Design: Prospective, blinded, controlled study.

Setting: Neonatal ICUs of a tertiary-care university hospital.

Methods: Thirty-seven premature infants (< 33 weeks of gestational age) were enrolled prospectively at birth. Urinary LTE4 levels were measured blinded, using a standard radioimmunoassay technique at 2 days, 7 days, and 28 days of life. At 1 month of age, infants were classified as with or without BPD, based on need for supplemental oxygen, and characteristic chest radiographs. Clinical features and urinary LTE4 were compared between the two groups.

Results: Mean ± SD gestational age was 29 ± 2.6 weeks. None of the infants had a family history of asthma. Thirteen of 37 infants were classified as having BPD at 28 days after birth. Mean gestational age in infants who developed BPD was 27 ± 2.4 weeks, compared to 30 ± 2 weeks in infants who did not develop BPD (p < 0.05).

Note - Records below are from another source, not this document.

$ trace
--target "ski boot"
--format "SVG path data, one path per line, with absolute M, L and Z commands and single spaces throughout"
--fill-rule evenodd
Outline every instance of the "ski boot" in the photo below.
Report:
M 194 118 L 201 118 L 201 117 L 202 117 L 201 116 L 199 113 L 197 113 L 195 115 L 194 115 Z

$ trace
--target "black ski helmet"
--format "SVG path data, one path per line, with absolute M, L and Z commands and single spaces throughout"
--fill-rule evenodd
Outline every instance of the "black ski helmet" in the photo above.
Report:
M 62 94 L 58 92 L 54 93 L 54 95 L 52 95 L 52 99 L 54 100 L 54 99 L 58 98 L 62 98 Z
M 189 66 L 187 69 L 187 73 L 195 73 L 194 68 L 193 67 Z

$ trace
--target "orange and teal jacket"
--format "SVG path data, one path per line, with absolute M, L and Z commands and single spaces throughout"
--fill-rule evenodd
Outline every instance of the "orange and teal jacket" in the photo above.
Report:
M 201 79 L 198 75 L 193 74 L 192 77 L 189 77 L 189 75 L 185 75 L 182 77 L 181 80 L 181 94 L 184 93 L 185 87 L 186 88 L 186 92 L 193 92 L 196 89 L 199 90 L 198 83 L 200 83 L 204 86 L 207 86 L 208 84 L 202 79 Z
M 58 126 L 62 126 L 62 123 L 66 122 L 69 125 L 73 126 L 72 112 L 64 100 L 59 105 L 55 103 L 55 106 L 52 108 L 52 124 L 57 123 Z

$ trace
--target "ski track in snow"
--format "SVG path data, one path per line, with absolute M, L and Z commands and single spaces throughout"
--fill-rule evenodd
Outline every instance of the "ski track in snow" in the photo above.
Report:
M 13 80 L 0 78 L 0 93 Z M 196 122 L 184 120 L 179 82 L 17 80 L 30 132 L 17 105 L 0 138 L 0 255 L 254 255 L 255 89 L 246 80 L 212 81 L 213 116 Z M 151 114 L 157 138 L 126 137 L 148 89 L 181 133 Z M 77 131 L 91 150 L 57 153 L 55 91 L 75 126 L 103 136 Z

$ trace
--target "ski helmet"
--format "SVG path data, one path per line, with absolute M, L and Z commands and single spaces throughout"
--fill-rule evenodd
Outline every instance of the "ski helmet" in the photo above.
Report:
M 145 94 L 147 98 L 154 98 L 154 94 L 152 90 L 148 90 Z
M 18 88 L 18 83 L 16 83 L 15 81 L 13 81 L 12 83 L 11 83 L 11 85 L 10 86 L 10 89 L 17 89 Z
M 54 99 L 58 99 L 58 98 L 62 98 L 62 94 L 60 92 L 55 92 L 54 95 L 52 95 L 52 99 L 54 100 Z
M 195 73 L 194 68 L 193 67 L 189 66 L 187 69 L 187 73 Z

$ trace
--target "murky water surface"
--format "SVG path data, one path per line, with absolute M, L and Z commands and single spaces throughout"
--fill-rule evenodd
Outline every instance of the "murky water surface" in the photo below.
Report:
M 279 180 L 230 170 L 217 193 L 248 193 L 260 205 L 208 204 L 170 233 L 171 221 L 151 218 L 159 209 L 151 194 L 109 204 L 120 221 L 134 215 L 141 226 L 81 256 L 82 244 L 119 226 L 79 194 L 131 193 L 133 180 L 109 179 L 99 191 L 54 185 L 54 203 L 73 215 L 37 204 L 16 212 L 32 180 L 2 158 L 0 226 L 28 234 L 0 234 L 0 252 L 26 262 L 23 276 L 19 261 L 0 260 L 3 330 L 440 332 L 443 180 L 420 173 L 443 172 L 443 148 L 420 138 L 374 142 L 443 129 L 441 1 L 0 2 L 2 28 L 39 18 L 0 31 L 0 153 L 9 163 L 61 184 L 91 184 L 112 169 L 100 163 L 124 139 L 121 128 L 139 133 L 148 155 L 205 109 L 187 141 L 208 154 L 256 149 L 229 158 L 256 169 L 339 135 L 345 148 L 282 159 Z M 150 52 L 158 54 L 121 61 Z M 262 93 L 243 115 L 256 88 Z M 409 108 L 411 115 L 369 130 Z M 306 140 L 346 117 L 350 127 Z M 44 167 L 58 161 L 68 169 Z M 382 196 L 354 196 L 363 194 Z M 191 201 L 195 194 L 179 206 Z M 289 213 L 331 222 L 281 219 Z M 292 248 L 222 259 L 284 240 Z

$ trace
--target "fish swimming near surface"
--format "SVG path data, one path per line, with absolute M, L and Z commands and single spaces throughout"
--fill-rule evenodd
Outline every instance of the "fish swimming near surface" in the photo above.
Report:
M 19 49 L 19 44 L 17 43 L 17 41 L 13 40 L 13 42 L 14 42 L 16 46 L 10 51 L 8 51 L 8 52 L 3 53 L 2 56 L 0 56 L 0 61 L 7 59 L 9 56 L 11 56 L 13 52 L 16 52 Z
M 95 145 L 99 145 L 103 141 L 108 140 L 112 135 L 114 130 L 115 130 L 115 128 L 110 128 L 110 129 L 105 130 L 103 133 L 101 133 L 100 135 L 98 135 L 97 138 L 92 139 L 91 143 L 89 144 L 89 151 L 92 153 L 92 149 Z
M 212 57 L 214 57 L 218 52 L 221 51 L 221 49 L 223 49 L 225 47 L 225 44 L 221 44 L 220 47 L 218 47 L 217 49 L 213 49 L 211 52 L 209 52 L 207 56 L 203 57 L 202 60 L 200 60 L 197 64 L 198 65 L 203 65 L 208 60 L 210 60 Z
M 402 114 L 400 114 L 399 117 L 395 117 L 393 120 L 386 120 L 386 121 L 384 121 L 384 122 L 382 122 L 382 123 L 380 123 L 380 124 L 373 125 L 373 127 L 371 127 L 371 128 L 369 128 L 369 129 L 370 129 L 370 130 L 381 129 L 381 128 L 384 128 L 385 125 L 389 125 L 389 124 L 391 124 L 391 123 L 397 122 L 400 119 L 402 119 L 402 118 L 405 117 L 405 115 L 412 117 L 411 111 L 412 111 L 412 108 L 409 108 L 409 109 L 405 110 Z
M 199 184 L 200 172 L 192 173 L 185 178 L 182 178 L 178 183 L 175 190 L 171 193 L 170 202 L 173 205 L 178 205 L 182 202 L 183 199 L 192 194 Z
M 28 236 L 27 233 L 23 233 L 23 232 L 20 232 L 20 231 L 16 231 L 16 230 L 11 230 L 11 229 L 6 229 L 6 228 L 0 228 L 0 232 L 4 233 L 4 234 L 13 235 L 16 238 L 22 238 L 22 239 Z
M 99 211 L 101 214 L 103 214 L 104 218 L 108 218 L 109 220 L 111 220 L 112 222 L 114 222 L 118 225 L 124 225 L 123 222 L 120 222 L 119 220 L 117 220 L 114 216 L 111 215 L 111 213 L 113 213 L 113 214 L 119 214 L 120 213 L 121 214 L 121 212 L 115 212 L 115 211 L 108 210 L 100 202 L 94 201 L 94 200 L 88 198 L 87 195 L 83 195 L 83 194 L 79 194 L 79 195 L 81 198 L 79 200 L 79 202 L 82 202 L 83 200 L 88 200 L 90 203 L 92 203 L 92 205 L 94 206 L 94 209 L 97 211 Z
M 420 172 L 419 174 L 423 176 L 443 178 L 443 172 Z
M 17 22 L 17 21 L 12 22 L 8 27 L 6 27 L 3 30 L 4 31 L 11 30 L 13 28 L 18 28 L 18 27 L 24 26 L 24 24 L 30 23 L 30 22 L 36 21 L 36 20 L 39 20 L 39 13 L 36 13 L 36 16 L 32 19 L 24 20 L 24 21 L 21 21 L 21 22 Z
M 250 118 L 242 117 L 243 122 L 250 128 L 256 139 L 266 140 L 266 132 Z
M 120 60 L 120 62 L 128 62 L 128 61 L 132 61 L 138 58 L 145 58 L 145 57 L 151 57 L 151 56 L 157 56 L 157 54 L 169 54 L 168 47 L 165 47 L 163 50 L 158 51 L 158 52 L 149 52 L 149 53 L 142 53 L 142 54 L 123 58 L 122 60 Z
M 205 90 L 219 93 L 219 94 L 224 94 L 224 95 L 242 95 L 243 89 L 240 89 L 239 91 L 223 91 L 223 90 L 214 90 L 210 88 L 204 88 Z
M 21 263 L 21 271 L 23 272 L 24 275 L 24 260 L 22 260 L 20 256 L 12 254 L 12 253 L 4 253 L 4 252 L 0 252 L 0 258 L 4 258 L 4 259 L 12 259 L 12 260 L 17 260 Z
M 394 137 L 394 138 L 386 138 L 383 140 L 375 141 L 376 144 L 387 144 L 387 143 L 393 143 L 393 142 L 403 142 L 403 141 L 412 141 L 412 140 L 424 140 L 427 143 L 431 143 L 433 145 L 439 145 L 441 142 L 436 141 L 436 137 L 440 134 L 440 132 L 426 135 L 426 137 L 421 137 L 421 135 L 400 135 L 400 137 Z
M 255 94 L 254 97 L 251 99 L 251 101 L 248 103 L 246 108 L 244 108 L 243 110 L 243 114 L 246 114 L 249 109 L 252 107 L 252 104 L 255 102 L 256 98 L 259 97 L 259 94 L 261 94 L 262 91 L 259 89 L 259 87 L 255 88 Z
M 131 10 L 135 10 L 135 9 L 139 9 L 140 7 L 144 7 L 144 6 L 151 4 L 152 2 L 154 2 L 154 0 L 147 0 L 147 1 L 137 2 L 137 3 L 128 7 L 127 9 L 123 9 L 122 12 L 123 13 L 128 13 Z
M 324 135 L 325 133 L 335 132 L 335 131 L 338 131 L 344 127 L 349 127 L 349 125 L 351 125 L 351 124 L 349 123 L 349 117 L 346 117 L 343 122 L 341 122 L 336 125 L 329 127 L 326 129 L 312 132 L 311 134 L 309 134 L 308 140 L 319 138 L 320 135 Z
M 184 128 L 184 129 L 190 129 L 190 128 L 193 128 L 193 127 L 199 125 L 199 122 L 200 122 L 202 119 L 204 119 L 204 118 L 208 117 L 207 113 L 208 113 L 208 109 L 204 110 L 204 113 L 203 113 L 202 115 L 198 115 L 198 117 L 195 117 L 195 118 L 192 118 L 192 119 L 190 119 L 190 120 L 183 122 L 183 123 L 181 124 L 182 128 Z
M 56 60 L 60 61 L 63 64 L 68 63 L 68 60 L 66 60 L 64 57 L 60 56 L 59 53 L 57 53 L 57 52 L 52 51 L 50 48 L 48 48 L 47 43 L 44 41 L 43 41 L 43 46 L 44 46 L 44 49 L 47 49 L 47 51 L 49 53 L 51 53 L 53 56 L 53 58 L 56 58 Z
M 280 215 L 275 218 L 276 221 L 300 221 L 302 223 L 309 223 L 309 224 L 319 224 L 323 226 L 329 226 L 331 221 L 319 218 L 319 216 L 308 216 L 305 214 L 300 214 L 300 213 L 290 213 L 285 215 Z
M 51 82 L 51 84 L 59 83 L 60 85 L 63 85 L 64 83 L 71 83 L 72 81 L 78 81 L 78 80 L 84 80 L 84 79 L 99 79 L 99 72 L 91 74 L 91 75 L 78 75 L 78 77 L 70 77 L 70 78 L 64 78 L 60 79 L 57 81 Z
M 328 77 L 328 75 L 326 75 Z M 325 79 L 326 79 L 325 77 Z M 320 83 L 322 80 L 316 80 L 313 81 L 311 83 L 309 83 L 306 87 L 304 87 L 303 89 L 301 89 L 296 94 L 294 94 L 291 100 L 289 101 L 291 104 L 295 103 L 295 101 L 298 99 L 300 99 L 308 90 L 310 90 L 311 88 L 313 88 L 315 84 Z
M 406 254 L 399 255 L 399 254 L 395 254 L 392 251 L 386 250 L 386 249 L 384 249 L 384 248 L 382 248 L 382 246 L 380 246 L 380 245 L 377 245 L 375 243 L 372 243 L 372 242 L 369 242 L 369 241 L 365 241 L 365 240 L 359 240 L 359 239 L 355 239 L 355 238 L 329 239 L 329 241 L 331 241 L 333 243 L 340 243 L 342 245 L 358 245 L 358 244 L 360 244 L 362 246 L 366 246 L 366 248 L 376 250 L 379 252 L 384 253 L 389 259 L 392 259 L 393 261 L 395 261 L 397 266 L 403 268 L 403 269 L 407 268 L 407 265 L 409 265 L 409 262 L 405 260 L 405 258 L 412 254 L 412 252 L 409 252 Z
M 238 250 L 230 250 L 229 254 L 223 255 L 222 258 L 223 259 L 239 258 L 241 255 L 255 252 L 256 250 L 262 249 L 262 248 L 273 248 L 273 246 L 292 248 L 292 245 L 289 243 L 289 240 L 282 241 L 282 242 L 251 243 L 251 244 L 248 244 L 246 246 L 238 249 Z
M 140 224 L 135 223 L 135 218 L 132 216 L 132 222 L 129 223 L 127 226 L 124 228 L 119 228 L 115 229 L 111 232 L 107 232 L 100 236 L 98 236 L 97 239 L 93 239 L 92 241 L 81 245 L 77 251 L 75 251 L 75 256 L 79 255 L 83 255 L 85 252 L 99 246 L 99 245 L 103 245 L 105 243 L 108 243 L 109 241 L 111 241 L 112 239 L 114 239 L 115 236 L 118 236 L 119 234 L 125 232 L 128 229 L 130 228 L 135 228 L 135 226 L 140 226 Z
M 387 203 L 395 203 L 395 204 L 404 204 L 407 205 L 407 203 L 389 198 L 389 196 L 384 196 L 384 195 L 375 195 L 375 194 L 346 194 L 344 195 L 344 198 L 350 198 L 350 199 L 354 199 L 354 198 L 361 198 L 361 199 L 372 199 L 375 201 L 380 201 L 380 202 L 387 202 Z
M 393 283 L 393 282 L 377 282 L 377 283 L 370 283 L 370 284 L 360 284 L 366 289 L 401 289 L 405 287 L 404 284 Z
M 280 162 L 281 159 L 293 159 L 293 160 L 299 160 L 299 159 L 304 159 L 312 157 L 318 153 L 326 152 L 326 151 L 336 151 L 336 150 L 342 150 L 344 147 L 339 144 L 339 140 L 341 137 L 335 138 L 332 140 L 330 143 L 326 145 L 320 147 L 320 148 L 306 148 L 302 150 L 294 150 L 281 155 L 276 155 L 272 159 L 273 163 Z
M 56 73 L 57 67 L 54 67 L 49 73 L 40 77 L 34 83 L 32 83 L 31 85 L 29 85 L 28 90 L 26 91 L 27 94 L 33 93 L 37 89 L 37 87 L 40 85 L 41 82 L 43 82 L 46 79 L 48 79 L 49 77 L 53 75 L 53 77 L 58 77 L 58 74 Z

In infants with BPD, mean urinary LTE4 levels of urinary creatinine were 1,762 ± 2,003 pg/mg, 1,236 ± 992 pg/mg, and 5,541 ± 5,146 pg/mg at days 2, 7, and 28, respectively, compared to 1,304 ± 1,195 pg/mg, 1,158 ± 1,133 pg/mg, and 2,800 ± 2,080 pg/mg in infants without BPD. LTE4 levels at 2 days, 7 days, and 28 days did not correlate with the subsequent development of BPD. LTE4 levels at day 28 were significantly higher than LTE4 levels at day 2 and day 7 in both groups, even after correcting for gestational age or birth weight (p < 0.05). There was significant inverse correlation between LTE4 levels at day 2 with gestational age and birth weight (p < 0.05). All 13 infants with BPD received steroid pulses, compared to 3 of 26 infants without BPD. Gestational age and use of postnatal steroid pulses, diuretics, and theophylline (for apnea of prematurity) were significantly associated with each other and with the subsequent development of BPD.

Conclusion: Urinary LTE4 levels measured on the second day of life in very-low-birth-weight infants inversely correlate with gestational age and birth weight. Urinary LTE4 levels may reflect lung injury and/or inflammation in premature infants, not necessarily related to BPD as it is presently defined.